- Release poster
- Directed by: Shijinlal SS
- Written by: Shibi N
- Produced by: Jayaraj R Vinayaka Sunil Kumar
- Starring: Sonia Agarwal Vimala Raman Pournami Raj
- Cinematography: Yeshwanth Balaji K
- Edited by: Aswanth Raveendran
- Music by: Jecin George
- Production company: GMA Films
- Distributed by: Action reactions films
- Release date: 8 July 2022;
- Country: India
- Language: Tamil

= Grandma (2022 film) =

2022 Tamil language thriller film

Grandma is a 2022 Indian Tamil-language thriller film directed by Shijinlal and starring Sonia Agarwal, Vimala Raman and Pournami Raj. It was released on 8 July 2022.

==Cast==
- Sonia Agarwal as Trisha
- Vimala Raman as Priyanka
  - Avanthika as young Priyanka
- Pournami Raj as Nikki
- Charmila as Grandma
- Hemanth Menon as John
- Sreejith Mohan as Martin
- Saandiya Ann Nair as Shwetha
- Kalyani as Maya

==Production==
Sonia Agarwal agreed terms to work on the film during late 2021. Shijinlal had initially approached Vimala Raman to work with him on a different project, before asking her to join the shoot of Grandma.
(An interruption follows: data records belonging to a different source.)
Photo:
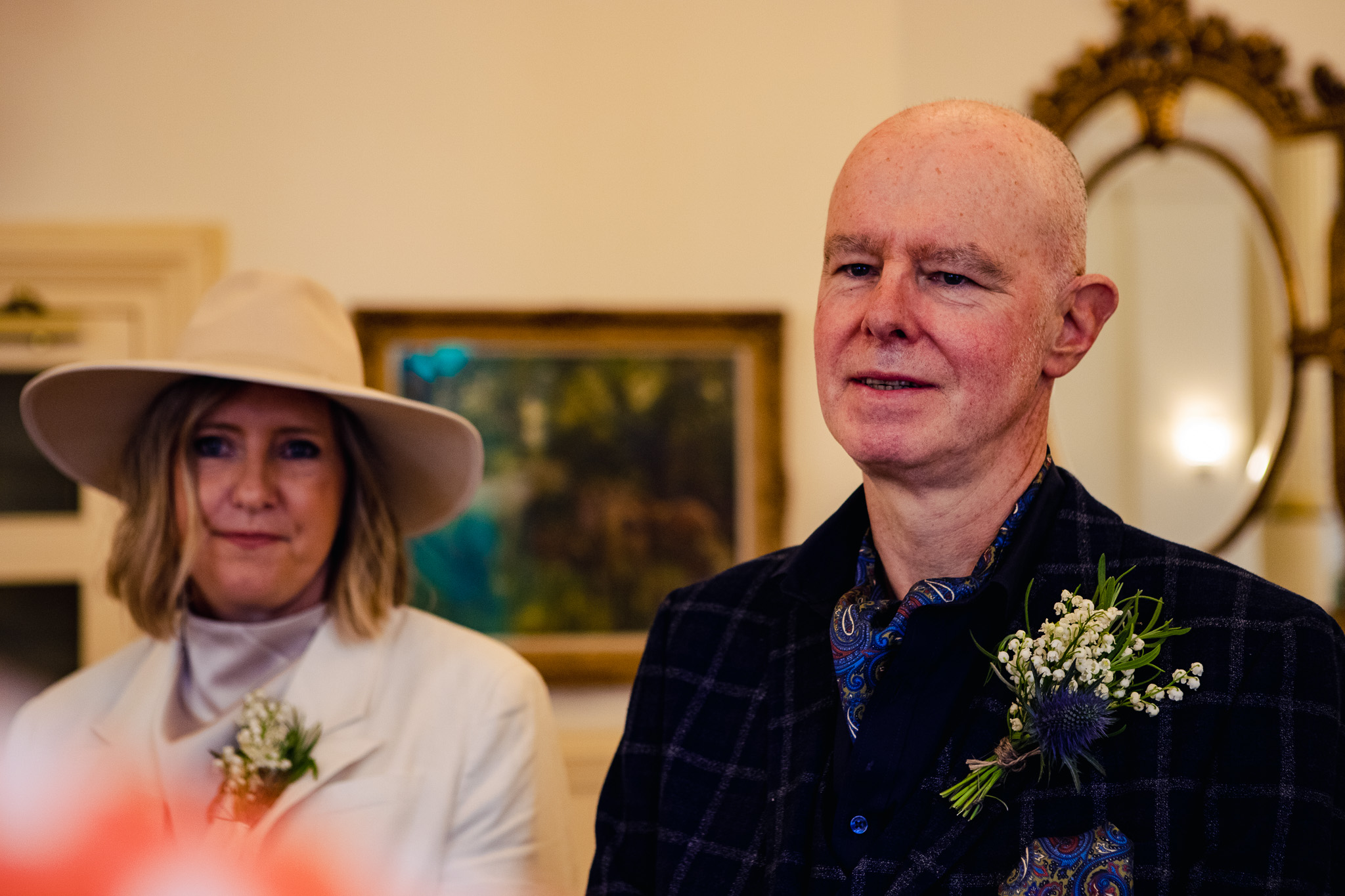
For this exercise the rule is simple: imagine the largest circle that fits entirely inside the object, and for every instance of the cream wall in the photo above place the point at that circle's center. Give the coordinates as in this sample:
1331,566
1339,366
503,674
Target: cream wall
583,152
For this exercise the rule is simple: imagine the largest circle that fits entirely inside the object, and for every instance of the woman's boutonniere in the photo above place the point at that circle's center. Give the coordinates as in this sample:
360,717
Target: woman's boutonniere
272,750
1070,680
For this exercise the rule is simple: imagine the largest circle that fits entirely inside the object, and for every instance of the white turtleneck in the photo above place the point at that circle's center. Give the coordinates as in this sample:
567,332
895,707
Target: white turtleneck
221,664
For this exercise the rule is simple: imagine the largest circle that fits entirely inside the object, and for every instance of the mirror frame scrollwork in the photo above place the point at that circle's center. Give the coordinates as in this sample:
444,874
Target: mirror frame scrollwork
1161,49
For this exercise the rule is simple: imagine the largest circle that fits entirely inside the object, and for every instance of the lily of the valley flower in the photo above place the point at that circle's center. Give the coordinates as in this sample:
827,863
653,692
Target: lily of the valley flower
272,750
1071,679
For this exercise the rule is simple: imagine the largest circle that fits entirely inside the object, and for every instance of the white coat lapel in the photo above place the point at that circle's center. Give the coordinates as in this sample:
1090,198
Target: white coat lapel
128,727
334,687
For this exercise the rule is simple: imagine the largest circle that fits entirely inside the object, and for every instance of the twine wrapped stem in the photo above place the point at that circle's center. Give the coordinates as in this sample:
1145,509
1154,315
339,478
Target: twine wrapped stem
1006,758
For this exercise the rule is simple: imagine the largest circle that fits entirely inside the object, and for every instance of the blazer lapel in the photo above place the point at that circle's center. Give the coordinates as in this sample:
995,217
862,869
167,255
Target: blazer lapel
1076,532
334,687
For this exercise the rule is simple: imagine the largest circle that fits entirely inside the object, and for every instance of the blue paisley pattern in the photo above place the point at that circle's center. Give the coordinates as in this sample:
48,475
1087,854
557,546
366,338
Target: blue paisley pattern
1098,863
866,624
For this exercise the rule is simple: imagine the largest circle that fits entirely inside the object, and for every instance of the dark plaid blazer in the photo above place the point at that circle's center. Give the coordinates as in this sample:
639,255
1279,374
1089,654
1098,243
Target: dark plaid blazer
728,777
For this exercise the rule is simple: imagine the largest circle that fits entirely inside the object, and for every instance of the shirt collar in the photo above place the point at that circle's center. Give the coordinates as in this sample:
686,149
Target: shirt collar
990,558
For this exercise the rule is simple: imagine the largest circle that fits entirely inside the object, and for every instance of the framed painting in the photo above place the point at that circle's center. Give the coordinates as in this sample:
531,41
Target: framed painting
627,454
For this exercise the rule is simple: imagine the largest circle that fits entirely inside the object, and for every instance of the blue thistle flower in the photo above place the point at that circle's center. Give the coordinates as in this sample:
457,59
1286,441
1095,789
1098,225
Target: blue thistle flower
1066,723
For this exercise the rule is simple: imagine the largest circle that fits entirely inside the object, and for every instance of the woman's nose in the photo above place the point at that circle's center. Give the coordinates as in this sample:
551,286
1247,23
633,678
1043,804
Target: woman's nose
255,489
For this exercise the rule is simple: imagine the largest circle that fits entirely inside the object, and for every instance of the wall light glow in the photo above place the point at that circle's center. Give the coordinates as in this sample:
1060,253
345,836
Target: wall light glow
1258,463
1202,441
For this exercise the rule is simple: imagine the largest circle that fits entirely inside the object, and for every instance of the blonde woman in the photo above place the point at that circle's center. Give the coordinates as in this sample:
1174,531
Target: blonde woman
267,495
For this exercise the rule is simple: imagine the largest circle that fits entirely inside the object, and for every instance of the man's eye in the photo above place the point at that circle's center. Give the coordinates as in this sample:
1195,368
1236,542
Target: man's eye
210,446
299,450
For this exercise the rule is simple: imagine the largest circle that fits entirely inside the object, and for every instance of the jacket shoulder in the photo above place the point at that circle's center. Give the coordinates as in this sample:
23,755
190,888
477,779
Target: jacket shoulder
1192,582
81,696
736,586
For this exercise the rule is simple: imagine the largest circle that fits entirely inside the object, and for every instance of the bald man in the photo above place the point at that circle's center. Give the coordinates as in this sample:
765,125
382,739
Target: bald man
797,717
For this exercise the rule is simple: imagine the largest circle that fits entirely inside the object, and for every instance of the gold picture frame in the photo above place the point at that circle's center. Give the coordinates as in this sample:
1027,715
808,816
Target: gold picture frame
751,339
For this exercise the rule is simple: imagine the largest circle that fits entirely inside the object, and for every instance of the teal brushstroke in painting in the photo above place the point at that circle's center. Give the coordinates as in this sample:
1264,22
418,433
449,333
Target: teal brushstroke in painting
447,360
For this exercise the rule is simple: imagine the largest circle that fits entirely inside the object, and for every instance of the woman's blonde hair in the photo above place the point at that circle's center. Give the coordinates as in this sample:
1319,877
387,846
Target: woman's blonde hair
151,561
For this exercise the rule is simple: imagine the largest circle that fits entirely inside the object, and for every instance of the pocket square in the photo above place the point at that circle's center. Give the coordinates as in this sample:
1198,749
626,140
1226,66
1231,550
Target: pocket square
1095,863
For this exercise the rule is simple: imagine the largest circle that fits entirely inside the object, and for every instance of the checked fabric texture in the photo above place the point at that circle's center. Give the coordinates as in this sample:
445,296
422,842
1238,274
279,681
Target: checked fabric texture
868,622
720,784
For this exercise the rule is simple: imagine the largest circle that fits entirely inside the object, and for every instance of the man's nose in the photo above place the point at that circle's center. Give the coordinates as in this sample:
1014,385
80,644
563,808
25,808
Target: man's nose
891,312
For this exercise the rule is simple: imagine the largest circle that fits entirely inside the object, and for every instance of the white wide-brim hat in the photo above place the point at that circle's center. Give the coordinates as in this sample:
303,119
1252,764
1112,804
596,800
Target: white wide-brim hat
271,328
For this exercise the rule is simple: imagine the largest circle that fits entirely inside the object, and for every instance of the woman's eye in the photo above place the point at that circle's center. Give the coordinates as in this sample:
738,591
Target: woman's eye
299,450
210,446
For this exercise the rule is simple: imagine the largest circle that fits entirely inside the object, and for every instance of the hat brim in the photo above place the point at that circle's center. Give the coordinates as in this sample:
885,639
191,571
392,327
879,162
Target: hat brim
82,416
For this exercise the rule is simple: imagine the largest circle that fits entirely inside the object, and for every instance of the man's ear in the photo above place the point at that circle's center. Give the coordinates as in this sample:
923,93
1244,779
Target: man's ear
1086,304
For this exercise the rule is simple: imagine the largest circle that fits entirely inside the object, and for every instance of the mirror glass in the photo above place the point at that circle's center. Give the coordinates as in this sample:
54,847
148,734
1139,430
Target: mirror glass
1173,416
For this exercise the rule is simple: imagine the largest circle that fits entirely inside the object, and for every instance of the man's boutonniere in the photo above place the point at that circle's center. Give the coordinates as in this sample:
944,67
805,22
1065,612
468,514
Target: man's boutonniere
1069,683
272,750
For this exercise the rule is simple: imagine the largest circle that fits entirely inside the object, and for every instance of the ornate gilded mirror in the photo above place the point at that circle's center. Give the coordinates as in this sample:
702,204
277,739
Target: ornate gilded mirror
1215,203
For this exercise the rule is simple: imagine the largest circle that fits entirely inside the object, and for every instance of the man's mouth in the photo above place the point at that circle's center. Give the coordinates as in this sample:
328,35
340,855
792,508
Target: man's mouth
872,382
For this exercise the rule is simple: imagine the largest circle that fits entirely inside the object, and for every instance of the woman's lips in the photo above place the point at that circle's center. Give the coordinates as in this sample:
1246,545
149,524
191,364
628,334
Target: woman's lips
249,539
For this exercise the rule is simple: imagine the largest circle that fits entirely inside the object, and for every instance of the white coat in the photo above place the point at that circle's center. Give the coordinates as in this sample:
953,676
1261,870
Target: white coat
437,748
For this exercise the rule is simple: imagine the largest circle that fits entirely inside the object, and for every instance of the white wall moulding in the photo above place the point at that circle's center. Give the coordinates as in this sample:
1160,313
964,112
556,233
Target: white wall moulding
132,289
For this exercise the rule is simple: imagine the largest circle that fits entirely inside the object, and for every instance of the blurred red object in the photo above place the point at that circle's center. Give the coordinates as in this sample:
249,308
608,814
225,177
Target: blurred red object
120,848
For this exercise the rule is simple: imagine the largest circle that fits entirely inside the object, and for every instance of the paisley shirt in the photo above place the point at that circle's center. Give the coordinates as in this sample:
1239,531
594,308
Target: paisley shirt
866,622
The film was shot during a 30-day schedule in Kerala.

==Reception==
The film was released on 27 May 2022 to limited cinema halls across Tamil Nadu, and then re-released on 8 July 2022 to a wider audience. A critic from Maalai Malar gave the film a positive review, revealing that the screenplay was "racy". Logesh Balachandran of The Times of India noted that Grandma was "a decent watch", adding that "the good thing about director Shijinlal's Grandma is that there is neither a flashback for the supernatural element nor a revenge tale". A critic from Aanthai Reporter also praised the film. G.Gowtham Critic from India Herald "Although it is apparent that the director wanted to convey his ideology—that the spirit world is far better than the real one—the plot falls flat in the second half and leaves us wanting more."